The most important deal was WWE's domestic television rights deal.

After months of negotiations, the WWE finally announced a new, multi-year deal with NBC Universal in May 2014. This covered the domestic television rights to Raw and SmackDown. While WWE touted the "potential for significant earnings growth" from their renewals of several "Key Television Agreements," investors were disappointed.

Shares in WWE plunged overnight due to investor disappointment.

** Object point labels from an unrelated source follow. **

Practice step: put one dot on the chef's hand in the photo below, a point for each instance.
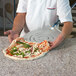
(57, 42)
(11, 35)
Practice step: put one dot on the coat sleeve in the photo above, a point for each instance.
(22, 6)
(64, 10)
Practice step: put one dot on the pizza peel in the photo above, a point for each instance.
(40, 35)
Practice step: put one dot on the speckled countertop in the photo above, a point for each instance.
(61, 61)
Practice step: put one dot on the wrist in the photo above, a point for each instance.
(15, 31)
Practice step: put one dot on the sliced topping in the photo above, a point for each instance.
(24, 44)
(28, 51)
(14, 49)
(36, 49)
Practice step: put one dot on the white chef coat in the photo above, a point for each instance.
(42, 13)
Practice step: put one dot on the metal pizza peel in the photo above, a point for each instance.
(40, 35)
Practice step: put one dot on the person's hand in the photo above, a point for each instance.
(11, 35)
(57, 42)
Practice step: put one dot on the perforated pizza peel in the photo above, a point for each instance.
(40, 35)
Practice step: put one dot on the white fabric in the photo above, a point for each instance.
(42, 13)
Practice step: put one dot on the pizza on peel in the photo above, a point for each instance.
(21, 49)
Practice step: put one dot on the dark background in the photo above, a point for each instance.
(7, 14)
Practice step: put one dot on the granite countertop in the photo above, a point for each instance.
(60, 61)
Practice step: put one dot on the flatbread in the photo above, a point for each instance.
(21, 49)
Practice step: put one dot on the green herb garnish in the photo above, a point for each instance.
(36, 49)
(14, 49)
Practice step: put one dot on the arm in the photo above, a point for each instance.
(19, 22)
(66, 30)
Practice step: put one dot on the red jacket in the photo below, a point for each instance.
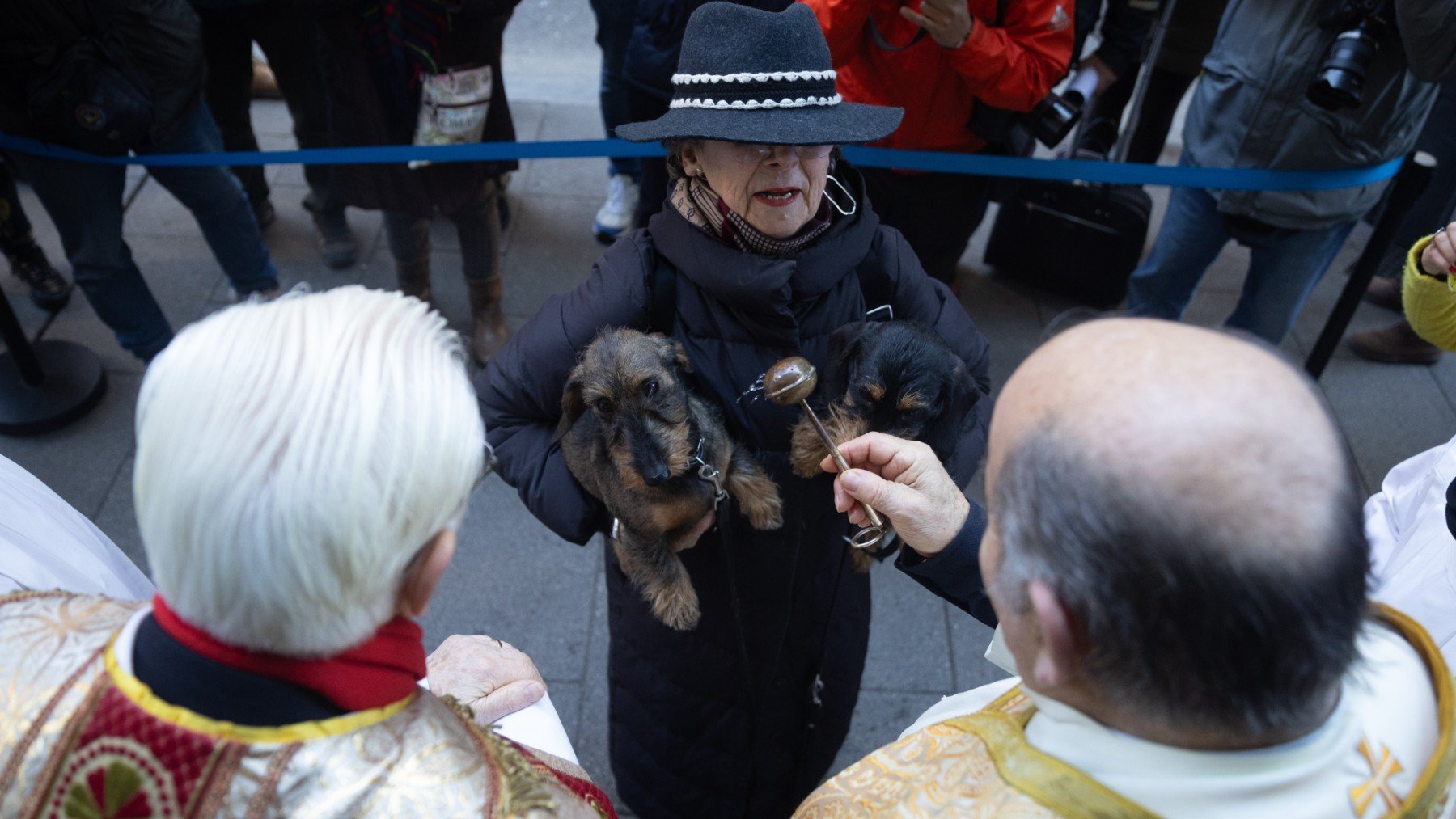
(1011, 65)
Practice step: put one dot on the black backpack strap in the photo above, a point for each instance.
(662, 289)
(877, 287)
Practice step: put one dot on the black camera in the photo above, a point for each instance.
(1055, 116)
(1340, 80)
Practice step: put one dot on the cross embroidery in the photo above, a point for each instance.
(1379, 783)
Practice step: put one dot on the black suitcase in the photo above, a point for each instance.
(1077, 239)
(1072, 239)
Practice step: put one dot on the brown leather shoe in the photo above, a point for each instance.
(1397, 344)
(488, 332)
(1385, 291)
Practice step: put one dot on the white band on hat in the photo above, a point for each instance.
(753, 78)
(750, 103)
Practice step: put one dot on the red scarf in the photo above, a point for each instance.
(380, 671)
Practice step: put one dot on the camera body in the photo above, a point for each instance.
(1363, 25)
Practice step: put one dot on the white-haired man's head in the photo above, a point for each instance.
(296, 457)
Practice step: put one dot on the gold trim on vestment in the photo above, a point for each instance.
(1043, 777)
(140, 693)
(1430, 789)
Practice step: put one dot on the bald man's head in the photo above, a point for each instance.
(1190, 500)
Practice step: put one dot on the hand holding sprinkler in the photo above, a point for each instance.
(794, 380)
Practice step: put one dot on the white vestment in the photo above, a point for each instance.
(1412, 549)
(1368, 755)
(47, 544)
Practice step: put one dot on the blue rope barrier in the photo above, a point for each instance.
(982, 165)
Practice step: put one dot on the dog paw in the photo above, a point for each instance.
(676, 607)
(766, 514)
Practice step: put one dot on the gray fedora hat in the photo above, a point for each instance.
(755, 76)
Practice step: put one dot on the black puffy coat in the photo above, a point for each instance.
(684, 735)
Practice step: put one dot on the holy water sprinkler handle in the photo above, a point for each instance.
(793, 380)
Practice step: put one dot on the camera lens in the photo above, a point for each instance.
(1341, 76)
(1055, 116)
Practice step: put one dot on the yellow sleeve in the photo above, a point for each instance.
(1430, 304)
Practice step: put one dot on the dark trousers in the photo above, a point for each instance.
(613, 32)
(478, 224)
(289, 38)
(935, 211)
(1165, 91)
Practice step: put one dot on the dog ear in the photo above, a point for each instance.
(571, 405)
(844, 347)
(671, 353)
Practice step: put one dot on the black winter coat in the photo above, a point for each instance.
(358, 114)
(686, 738)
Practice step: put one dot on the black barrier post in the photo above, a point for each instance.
(45, 386)
(1407, 188)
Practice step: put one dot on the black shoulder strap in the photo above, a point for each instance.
(877, 287)
(662, 289)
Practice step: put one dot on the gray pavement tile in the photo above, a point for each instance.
(118, 517)
(909, 646)
(551, 53)
(80, 462)
(513, 580)
(878, 720)
(568, 176)
(968, 640)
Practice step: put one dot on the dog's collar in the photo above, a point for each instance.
(708, 471)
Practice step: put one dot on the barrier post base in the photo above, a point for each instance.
(73, 384)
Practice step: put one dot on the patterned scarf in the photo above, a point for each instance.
(700, 205)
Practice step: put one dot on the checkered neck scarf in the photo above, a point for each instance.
(704, 207)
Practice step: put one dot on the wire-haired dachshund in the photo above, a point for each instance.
(635, 438)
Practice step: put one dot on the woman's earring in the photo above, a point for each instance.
(853, 204)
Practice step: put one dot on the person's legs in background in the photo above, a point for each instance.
(1283, 272)
(85, 203)
(227, 43)
(935, 211)
(1188, 240)
(625, 175)
(218, 203)
(480, 227)
(408, 239)
(50, 291)
(653, 194)
(290, 40)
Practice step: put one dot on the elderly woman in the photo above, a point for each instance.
(768, 246)
(296, 517)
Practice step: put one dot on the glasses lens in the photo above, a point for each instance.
(757, 152)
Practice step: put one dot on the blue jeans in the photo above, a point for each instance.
(1283, 269)
(85, 204)
(613, 32)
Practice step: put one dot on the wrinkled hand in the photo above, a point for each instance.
(904, 482)
(948, 22)
(489, 677)
(1439, 258)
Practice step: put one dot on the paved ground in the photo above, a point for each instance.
(513, 578)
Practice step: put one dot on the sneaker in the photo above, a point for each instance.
(1385, 291)
(615, 216)
(262, 211)
(1397, 344)
(50, 291)
(335, 239)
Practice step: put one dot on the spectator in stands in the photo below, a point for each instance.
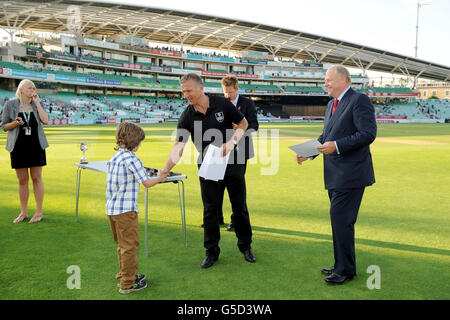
(23, 119)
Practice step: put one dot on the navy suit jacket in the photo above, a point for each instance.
(353, 126)
(248, 109)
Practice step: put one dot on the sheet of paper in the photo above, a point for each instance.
(307, 149)
(214, 165)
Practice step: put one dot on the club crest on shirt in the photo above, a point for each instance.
(219, 117)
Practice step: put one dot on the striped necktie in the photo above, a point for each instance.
(336, 101)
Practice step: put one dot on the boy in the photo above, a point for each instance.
(125, 173)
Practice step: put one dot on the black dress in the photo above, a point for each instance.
(27, 151)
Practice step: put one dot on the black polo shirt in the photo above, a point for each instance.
(215, 127)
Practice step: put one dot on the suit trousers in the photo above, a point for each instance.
(212, 194)
(125, 231)
(220, 212)
(344, 207)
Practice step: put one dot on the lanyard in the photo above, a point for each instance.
(27, 117)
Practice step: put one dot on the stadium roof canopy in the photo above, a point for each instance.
(203, 31)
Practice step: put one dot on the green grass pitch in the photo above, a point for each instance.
(403, 225)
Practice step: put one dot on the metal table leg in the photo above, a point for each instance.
(182, 208)
(146, 222)
(78, 192)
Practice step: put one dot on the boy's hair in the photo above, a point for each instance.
(128, 136)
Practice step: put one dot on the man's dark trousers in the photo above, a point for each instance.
(344, 209)
(234, 181)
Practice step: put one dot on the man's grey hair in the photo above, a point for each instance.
(343, 72)
(191, 76)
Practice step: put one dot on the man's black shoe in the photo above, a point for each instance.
(230, 227)
(248, 255)
(327, 271)
(209, 261)
(338, 279)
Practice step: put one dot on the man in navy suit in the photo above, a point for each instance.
(247, 107)
(349, 128)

Forbes estimated that Vince McMahon lost nearly $350 million in a single day due to the share price dropping 40 percent.

In the end, WWE's new domestic television rights deal didn't meet the high expectations that had sent the WWE stock soaring in the prior months.

Meanwhile, the WWE has been struggling with the costs associated with launching the WWE Network.

The company detailed in their second-quarter results that "OIBDA results declined to a loss of $14.6 million from income of $14.9 million in the prior year quarter." That's a drop of $30 million.

The culprit was the WWE Network. In particular, "the ramp-up of WWE Network resulted in $15.5 million reduction in OIBDA as the growth in subscribers and subscription revenue was more than offset by the loss of pay-per-view revenue and increased programming, customer service and marketing costs."

It's clear that WWE is sacrificing a lot of revenue streams to get the WWE Network off the ground.

RICHARD DREW/Associated Press

The company is cannibalizing their pay-per-view revenue. They are also endangering their home entertainment sales. Most importantly, launching the WWE Network has even alienated cable and satellite distribution partners.

Even Vince McMahon admitted during the second-quarter conference call that launching the WWE Network in February “definitely had a negative impact” on the recent negotiations with NBC Universal. 

With such an uncertain financial future for the WWE Network, it makes a lot of business sense for the WWE to shift gears and continue to shore up their lucrative television rights.

In that context it makes more sense why WWE agreed to such a long-term deal in Canada which included launching the WWE Network as a premium cable channel. When asked, Vince McMahon told investors that Rogers simply made "an offer that we couldn’t turn down."

It appears that WWE is increasingly focused on maintaining a strong relationship with their television distribution partners.

Television rights fees generated almost a third of the company's revenue in calendar year 2013. With so many deals now signed and set to take effect in 2015, the company will be increasingly dependent on those relationships in the short term. They need the television revenue to subsidize losses from WWE Network.

Perhaps the global launch of the WWE Network will give the service the momentum to take off and become an enormous profit-generating mechanism. However, until then the WWE cannot afford to damage their lucrative television partnerships.

This is especially true when it comes to BSkyB, since that is likely the WWE's largest international TV right deal.

Did the WWE ever intend to launch in the U.K. on October 1? Was the timing just a negotiation tactic in discussions with Sky? Right now, it's very hard to say. Perhaps a clearer picture will emerge after WWE releases their third-quarter results in late October. Those will include initial results from August's global WWE Network launch.

All we know is that right now WWE is taking things slowly when it comes to rolling out the WWE Network in the United Kingdom. While this may be frustrating for European wrestling fans, remember that it's all part of a larger calculated risk for the WWE.